Auch wenn ich mich als absolute Routing-Flasche outen muss - ich habe da einige Fragen, die mir leider Google nicht beantworten kann.

Ich weiß ungefähr wie man Routen und Windows und Linux einrichtet (route add etc.). Man gibt das Netz und das "Gateway" an, welches zum gewünschten Zielnetzwerk führt.
Nun soll es eine Möglichkeit geben (ich glaube es heißt source-routing), welches eine Route auf einem Client einträgt und die über mehrere Station geht (also mehrere Netze).
Wie richte ich eine solche Route ein?

Vielleicht ist das eine ziemliche bescheuert einfache Frage, aber ich komme einfach nicht dahinter ;-).


----------



## Sinac (9. Februar 2008)

Warum fragst du nicht gleich den Menschen von dem du sowieso alles weisst? 
Ja, sowas gibt es - das ist fast das gleiche wie Spanning-Tree und dabei wird dem Host die Wegwahl ueberlassen.
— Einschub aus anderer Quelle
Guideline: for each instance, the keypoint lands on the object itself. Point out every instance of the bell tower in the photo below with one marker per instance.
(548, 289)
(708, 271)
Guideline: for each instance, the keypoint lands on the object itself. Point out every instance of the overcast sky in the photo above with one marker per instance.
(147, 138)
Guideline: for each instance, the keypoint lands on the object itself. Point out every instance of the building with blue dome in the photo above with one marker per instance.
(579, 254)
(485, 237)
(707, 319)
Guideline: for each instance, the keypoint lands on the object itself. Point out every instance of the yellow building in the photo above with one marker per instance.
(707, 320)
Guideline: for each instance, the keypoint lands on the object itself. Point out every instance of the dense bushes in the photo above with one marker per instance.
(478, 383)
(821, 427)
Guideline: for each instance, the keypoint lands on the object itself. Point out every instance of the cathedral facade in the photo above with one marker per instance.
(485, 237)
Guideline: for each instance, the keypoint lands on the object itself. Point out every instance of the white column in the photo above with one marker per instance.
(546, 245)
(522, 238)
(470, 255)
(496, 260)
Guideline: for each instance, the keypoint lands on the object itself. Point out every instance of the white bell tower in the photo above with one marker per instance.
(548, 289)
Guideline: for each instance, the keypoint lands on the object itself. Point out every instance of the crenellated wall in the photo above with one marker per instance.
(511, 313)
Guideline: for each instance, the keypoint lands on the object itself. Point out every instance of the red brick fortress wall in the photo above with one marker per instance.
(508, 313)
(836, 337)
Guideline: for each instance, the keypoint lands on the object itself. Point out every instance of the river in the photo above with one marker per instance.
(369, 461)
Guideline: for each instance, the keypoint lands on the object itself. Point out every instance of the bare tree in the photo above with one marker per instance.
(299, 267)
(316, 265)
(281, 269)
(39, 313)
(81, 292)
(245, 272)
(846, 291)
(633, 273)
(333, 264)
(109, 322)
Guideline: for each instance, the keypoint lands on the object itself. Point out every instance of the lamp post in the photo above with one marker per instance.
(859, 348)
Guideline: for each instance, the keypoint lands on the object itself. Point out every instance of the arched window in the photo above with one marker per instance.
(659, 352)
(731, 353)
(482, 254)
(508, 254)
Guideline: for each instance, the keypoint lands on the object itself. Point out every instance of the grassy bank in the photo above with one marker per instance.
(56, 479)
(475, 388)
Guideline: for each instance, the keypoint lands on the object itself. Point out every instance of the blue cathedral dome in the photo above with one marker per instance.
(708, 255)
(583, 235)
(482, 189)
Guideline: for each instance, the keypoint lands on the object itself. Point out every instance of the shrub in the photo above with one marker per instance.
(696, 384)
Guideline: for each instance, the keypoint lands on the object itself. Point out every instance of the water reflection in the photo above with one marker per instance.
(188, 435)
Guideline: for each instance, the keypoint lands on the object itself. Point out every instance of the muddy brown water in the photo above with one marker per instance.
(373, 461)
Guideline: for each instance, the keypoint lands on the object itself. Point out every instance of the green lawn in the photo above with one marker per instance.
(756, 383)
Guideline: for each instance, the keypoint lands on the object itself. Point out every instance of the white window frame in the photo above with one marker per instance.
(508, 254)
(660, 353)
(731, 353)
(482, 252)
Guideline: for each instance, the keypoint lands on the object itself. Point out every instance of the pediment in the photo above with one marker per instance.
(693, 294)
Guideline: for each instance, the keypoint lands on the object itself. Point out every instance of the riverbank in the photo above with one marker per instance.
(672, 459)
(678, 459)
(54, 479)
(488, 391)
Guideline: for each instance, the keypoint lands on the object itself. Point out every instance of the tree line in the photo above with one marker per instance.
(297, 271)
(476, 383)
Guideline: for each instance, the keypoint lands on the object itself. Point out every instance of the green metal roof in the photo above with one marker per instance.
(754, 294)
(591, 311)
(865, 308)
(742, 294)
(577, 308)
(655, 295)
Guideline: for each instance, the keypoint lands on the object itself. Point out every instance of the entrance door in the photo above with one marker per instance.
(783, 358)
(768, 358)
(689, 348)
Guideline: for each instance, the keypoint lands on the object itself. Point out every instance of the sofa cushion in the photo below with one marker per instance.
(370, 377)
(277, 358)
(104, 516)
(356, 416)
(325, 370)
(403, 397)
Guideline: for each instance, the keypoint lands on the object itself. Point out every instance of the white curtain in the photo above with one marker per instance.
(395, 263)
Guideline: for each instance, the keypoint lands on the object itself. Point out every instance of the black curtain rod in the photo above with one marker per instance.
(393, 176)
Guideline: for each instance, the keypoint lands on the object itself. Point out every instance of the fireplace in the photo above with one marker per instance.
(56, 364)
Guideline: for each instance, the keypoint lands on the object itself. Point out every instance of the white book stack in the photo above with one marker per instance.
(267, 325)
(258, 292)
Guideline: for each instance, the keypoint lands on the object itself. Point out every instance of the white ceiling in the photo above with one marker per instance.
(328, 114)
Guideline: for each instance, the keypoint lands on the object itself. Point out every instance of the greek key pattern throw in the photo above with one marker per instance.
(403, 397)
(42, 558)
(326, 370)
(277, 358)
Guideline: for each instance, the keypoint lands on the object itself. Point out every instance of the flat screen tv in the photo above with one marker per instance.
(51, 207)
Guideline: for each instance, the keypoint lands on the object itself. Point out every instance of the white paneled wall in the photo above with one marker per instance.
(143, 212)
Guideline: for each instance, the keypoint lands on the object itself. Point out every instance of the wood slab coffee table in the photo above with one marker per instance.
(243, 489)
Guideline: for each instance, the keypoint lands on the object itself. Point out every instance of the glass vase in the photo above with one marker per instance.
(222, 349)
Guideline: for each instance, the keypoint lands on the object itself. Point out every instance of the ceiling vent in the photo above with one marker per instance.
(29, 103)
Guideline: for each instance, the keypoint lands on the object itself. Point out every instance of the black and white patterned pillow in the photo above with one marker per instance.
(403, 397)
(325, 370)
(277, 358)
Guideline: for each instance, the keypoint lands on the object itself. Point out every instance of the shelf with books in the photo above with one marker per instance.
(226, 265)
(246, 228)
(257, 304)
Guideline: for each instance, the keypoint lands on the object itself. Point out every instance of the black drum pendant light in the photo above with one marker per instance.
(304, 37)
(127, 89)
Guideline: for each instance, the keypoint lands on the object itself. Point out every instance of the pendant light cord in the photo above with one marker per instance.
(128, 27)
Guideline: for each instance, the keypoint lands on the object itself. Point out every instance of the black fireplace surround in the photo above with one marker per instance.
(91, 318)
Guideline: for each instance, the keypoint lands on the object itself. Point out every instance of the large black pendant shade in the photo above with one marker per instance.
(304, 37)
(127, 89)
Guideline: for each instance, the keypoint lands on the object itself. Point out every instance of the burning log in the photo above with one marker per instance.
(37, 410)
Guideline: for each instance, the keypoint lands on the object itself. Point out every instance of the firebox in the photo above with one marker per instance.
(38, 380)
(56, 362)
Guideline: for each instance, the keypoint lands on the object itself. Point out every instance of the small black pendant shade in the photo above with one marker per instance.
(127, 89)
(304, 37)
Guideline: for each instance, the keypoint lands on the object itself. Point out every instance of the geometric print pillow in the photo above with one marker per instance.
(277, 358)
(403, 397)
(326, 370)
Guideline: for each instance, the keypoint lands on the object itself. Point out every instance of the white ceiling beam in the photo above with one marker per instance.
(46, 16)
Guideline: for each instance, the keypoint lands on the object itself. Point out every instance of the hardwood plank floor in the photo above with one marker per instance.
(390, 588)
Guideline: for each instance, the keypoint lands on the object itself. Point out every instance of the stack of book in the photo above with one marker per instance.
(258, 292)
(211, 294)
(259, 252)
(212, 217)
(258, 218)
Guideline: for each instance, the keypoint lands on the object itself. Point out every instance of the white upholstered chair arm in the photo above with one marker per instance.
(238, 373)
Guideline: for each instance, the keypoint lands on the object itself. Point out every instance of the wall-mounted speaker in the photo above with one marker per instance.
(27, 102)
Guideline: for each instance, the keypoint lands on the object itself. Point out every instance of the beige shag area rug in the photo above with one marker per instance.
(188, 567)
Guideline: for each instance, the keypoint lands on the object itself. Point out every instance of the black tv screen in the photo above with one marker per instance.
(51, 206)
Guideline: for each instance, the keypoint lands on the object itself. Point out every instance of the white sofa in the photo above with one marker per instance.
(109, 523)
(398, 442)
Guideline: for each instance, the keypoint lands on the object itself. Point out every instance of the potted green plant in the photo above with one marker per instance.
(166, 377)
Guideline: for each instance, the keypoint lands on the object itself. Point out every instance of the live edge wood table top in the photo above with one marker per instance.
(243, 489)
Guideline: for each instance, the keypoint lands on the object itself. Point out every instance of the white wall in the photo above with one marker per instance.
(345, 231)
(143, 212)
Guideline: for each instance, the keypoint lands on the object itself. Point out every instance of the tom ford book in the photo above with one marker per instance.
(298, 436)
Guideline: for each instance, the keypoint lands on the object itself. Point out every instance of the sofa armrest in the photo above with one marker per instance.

Ich weiss nicht was du mit meinem schoenen Netz vor hast, aber in den meisten Situationen ist Source Routing ziemlicher Bloedsinn da auch nicht ganz ungefaehrlich (zumindest LSRR).
Schau mal hier: 
http://tldp.org/HOWTO/IP-Masquerade-HOWTO/iproute2.html
http://www.cs.cmu.edu/~dmaltz/dsr.html
http://www.iss.net/security_center/.../Methods/Technical/Source_Routing/default.htm


----------